We were on U.S. route 50 in the middle of the scorching hot Nevada desert. It must have been 90 degrees plus in late July that day. The sun was basically melting our skin as we lugged over 50 plus pounds of portage across the dry Nevada desert. This was the 112-mile ride I suggested to Sunjin that we do from Ely, NV to Austin, NV. We both thought it was impossible to make it there in a day but I told him that I’ve always wanted to ride the desert overnight. I think he knew what that meant, so we took it on due to the shortage of services in between.
It must have been around 1am when we heard the sounds of keys clanking and flashlights beaming in our tents. It was the cops telling us we couldn’t camp in the park we were staying at. We explained to the officer that we were riding across country and we’ll be packing to leave in a few hours. The officer let us stay the night however, we only had about three hours before we got up again to pack our gear for a 4am ride to Austin.
The weather was crisp that morning upon departure and we were both yawning in the saddle while peaking at the crescent moon with our hands shivering. I think we were trying to tackle our first summit before sunrise. We ended up clearing two by 9:30 a.m. Other cyclists would tell us stories about starting early and ending early to avoid the mid day sun. Well that was beyond our thinking because we had the entire day before us.
I can honestly say I underestimated the desert, it must have been around 4p.m. and it was around our 4th summit with 3 more to get us into Austin.
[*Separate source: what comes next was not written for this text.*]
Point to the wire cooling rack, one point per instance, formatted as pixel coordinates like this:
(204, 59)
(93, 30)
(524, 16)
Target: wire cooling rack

It was hot and the road slowly began to melt our tires. Looking behind us we’d see the mountain we climbed slowly vanish as we advanced. I remember having to stop due to a shortage of food and water along with overexertion. We pulled off to the side of the road and sat in the sun for a while. This was the first time in my life I underestimated the feeling of not having food and water. I knew we were going to be ok but at that very moment I had 25oz of water left and no services for another 12 miles.
An SUV passed us by as we were sitting on the shoulder in the hot desert. The SUV shortly after made a U-turn. A lady get’s out to ask if we were ok. We said yes we were fine, just taking a break. She asked where we were headed; we said Austin. That’s a long way to go she said, and offered us a bag with food. We were delighted to see 1½ Italian hero sandwiches in the bag. After expressing our immense gratitude she was back on the zroad and we were chowing down gourmet sandwiches. Left behind in the bag was a souvenir that she left behind.
It was a small stone that read, “Believe.” Sunjin said that believing is everything, and I couldn’t agree more. Looking back at how our day started we wouldn’t have done it with out believing and the preconceived notion that this is something we can make happen. We become what we think, and if you think you can do something, simply do it. Hold your goal in front of you and the universe will take care of the rest. Later that night we made it to camp at Carroll Summit, it was around 10pm. We were tired, annoyed, hot, and psyched all at the same time.
When I realized that cycling was going to be a huge part of my life, eating healthier food was going to be as well. I knew in order for me to become a better cyclist and overall a better person, I needed to feed my body the healthiest food possible.
And then the “East To West” trip was born. I then later quit my job and rode my bike from New York to San Francisco California. Yup! That’s right! I said New York to San Francisco California. It was one of the most physically demanding things I’ve ever done and one of the most amazing experiences ever. I planned the trip out for about 9 months before the hatchling. Planning had a lot to do with finding routes, figuring out sleeping arrangements and doing my best to imagine what my meals might consist of. I admit I was a bit concerned about the food situation, especially while out on an extended trip for 2 ½ months. I’d be going from having all the food I needed locally to possibly struggling to find a healthy meal in the middle of Kansas.